O Brasil gasta R$ 1,7 trilhão por ano em políticas sociais. A pobreza extrema não acabou.
Isso não é coincidência. É falha de gestão.
Quando o dinheiro chega sem estratégia, sem monitoramento e sem responsabilidade por resultado, ele some. Não necessariamente em corrupção. Às vezes, simplesmente em ineficiência.
Programas sobrepostos que atendem as mesmas famílias.
Benefícios que não têm critério de saída.
Recursos que chegam atrasados, no lugar errado, para as pessoas erradas.
O mais cruel nessa história: quem mais perde é quem mais precisa.
A família que deveria receber apoio real recebe um benefício que não resolve. Que não conecta ao mercado. Que não abre caminho para autonomia.
Isso não é cuidar dos mais pobres. É administrar a pobreza.

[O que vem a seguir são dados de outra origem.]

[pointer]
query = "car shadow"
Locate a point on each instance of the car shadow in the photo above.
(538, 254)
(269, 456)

E administrar a pobreza é conveniente para quem vive de prometer solução sem nunca entregar.
Eficiência no gasto público não é cortar o que é necessário. É garantir que cada real chegue certo, gere impacto real e produza resultado mensurável.
Dinheiro público sem gestão não é generosidade. É desperdício com boa intenção.
O Brasil não precisa gastar mais. Precisa gastar melhor.
Eu sou Washington Sorio.
#GestãoPública #Eficiência #WashingtonSorio #PartidoNovo
O Brasil gasta R$ 1,7 trilhão por ano em políticas sociais. A pobre…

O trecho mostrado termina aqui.